To meet the demands of February 14th – a date that never changes – shipments of red (and also white and pink) roses from their South American origins to their North American destinations must begin at the end of January. So, the growing cycle must commence roughly 80 days prior to that.
Destruction and Rebirth: The Circle of (Floral) Life
It is a cycle, like many in agriculture, which begins with destruction. At the end of cycle that precedes Valentine’s Day shipping, growers carefully prune away the stems. This elimination causes new buds to push at the base so that healthy new stems can form. In fact, one pruned stem can clear the way for up to 2.5 fresh ones, on average.
However, with red roses as a primary desired outcome for February 14th, this means that a huge percentage of red-bearing plants are pruned and out of commission from mid-November onward.
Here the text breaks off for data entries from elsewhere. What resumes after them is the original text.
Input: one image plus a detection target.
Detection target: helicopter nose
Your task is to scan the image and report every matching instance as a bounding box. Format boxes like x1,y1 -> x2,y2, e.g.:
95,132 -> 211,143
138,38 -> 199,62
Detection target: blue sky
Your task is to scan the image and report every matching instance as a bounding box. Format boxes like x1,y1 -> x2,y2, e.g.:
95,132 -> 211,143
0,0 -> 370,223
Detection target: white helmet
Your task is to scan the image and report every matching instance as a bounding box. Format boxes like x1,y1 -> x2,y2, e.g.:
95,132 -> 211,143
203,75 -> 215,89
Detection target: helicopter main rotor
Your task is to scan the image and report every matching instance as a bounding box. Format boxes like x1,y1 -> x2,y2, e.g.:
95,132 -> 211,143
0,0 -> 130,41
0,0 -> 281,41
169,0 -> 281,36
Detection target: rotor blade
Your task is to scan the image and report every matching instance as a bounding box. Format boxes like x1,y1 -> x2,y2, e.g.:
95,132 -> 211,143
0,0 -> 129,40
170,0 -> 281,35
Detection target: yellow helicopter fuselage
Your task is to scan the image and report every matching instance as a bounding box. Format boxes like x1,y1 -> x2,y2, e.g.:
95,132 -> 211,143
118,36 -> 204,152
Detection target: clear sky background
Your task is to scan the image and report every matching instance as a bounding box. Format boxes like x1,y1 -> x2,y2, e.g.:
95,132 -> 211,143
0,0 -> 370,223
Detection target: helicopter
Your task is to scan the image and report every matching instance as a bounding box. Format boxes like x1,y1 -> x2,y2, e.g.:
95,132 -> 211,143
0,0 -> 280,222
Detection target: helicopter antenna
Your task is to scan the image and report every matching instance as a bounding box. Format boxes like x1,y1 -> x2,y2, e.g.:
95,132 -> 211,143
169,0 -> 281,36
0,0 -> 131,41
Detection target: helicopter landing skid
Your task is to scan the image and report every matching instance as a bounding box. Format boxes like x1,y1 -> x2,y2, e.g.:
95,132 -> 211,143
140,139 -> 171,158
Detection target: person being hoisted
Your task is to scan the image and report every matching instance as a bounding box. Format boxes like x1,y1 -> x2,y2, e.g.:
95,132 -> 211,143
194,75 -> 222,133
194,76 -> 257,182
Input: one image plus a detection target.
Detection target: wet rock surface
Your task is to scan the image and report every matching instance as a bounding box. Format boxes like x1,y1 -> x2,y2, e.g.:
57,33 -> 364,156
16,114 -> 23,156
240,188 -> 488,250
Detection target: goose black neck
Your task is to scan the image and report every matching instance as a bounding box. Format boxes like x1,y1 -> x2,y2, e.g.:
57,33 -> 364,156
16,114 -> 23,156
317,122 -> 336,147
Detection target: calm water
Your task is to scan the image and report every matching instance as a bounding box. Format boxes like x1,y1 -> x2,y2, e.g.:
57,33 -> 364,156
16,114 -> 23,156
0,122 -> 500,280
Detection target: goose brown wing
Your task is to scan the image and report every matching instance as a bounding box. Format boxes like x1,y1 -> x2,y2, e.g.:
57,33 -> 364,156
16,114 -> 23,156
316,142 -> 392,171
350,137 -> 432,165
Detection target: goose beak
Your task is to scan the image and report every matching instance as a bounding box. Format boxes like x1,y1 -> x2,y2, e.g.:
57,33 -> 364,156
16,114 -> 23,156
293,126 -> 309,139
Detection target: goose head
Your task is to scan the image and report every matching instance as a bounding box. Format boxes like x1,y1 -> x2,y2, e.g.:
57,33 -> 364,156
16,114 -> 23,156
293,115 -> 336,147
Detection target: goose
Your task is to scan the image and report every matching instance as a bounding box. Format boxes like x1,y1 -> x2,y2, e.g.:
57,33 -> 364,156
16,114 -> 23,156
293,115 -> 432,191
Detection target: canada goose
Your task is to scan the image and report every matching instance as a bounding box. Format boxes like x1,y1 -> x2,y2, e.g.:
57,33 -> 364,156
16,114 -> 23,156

So, why don’t they simply adjust the production schedule, grow more red roses, and prune them in, say, late September for Christmas delivery? As the captain of the Titanic might have explained, a course correction isn’t easy for a boat this big!
As it stands, this massive rose-growing effort is designed to meet the typical demand for Valentine’s Day, allow for excess demand, and also attempt to allow to the normal disruptions in growing conditions such as rainfall, temperature, and sunlight. Basically, the Valentine Vortex pulls in the available production resources from every direction.
Economies of Scale
As for demand, the biggest floral powers set the tone, just like any other business. Large supermarket chains have contracts with growers that clearly spell out the massive volume of roses they will buy and what they will pay during the Valentine's Day season. These terms and conditions are set a year or more in advance. Meanwhile, wholesalers typically have standing orders with growers or bouquet operations, where they also commit to taking a certain volume of flowers each year. They also agree upon the amount of extra volume they can purchase and the price. The idea is to create a sense of price and supply stability in the market. And those who fail to plan may find themselves in a panic-buying situation where they are charged whatever the market will bear – IF they can find any extra product on the market.
What will the market bear this year? Understandably, growers are interested in finding out, not to take advantage of market conditions, but merely to survive. They have spent the last 80 profitless days coaxing vast greenhouses of bare, pruned rose bushes into (hopefully) profitable fruition. And soon, they must hire an army of workers – double, triple and even quadruple their typical payroll - to harvest, grade, and pack the stems. They must use extra warehouse space, extra trucks, and even chartered airplanes if necessary to get a highly perishable item to market in time. After all of this effort and expense, it is understandable that they might wish to balance supply and demand to achieve the best return.
So, the next time a Holiday customer speaks out of frustration at your lack of red roses for Christmas, take the time to not merely commiserate nor shift the blame elsewhere in the flower chain. Take time to add a little value and truly educate the customer about a little-known facet of this business of ours.